In the real world, the solutions to this problem include running as many operations as possible in the cloud. If the cloud serves as the host environment for your development workspace and also stores your development data, you don’t have to worry about a lack of bandwidth on your enterprise network getting in the way of your developers’ efforts. When everything lives in the cloud, you only need a basic amount of local bandwidth (just enough to connect to your cloud environment) to do work.

And it’s a safe bet that major cloud computing providers like AWS are always going to have more network bandwidth than your company can provide. Providing infrastructure is their specialty.

This exact scenario applies just as much with regards other kinds of IT infrastructure, i.e. compute, storage etc.

So if you want to avoid a lack of infrastructure, outsource your infrastructure needs to people who are infrastructure experts, rather than trying to cobble together a network and other vital infrastructure in-house.

Problem 3: Heavy Reliance on Proxies

In an enterprise IT environment, proxies are a fact of life. Firewalls separate your internal network from the wilds of the public Internet. Proxy servers distribute network load between different on-premises servers. Local artefact repositories serve as proxied locations for storing data.

Proxies are all well and good until you try to implement a tool that was not designed to work with proxies. Unfortunately, this is the case with many of the tools that enterprises now use— especially open source tools that were conceived for smaller-scale purposes, not enterprises.

When your developers attempt to use tools that can’t handle a heavily proxied enterprise environment, processes break down and best practices get sacrificed. Developers start passing credentials in plain text to get past proxy barriers, for example, or they don’t run updates and data syncs as frequently as they should because doing so is a pain as a result of proxy barriers.

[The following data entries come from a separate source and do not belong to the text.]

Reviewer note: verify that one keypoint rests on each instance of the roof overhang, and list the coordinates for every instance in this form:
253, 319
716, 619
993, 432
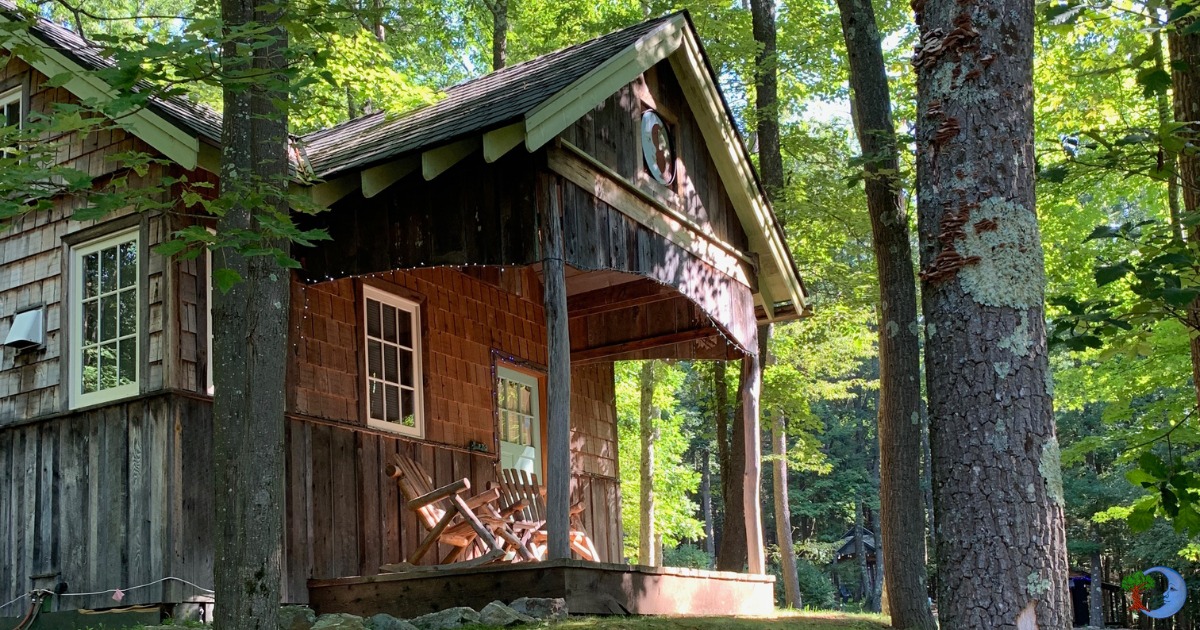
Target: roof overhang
155, 130
780, 291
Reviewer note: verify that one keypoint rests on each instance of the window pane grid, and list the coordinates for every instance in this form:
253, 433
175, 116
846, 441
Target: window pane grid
515, 405
107, 349
393, 369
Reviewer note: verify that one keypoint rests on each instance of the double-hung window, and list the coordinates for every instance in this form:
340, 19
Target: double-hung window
10, 118
10, 108
105, 313
393, 353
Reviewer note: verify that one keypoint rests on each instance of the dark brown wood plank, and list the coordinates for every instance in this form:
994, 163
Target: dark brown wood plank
370, 477
322, 503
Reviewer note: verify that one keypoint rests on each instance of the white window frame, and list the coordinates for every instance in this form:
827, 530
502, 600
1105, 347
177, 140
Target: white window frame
414, 310
208, 318
507, 372
77, 396
15, 95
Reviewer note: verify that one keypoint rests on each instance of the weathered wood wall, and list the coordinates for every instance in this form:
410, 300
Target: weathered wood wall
33, 259
612, 135
343, 516
108, 498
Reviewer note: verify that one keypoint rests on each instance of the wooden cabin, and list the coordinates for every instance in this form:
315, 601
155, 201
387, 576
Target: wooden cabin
493, 255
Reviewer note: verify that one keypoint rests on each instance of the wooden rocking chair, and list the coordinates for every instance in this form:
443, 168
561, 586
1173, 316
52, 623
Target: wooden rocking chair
526, 499
454, 520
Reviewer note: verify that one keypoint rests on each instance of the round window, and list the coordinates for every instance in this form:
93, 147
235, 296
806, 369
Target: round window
657, 148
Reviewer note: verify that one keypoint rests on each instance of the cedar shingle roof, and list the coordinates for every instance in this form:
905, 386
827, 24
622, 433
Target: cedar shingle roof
469, 108
192, 118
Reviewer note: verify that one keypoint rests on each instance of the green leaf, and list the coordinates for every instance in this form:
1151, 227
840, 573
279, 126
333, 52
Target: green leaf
1105, 275
1140, 478
1152, 465
225, 279
1180, 11
1153, 81
1141, 517
1180, 297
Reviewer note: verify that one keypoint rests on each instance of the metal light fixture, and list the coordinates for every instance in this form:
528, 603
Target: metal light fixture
28, 330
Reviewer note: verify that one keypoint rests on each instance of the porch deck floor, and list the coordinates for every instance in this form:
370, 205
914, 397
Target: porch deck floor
589, 588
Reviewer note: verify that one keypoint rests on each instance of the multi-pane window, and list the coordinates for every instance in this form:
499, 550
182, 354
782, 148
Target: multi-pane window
394, 361
519, 421
105, 315
516, 408
10, 118
10, 108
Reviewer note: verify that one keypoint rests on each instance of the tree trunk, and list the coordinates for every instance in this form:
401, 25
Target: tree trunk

Getting rid of proxies altogether is not a realistic proposition for most enterprises. So how can you cope with this challenge? The cloud is the obvious solution. When you move more resources and development environments to the cloud, internal proxies become a non-issue. When your developers need to grab an artefact from a third-party repository or pull code from upstream, proxies don’t get in the way because the objects are being imported into cloud environments that are not obstructed by proxies.

Conclusion

These are just some of the reasons why enterprise software development and digital innovation are slow. Fortunately, as we’ve noted, all of the challenges described above have clear solutions. The cloud is at the heart of them. By moving as many operations as possible to the cloud, you eliminate the impact of obstacles, maximise visibility across your organisation, streamline access controls and bureaucratic requirements, and simplify governance policies by increasing environment consistency.

Don’t settle for inefficient enterprise development processes. Do better by taking advantage of the cloud.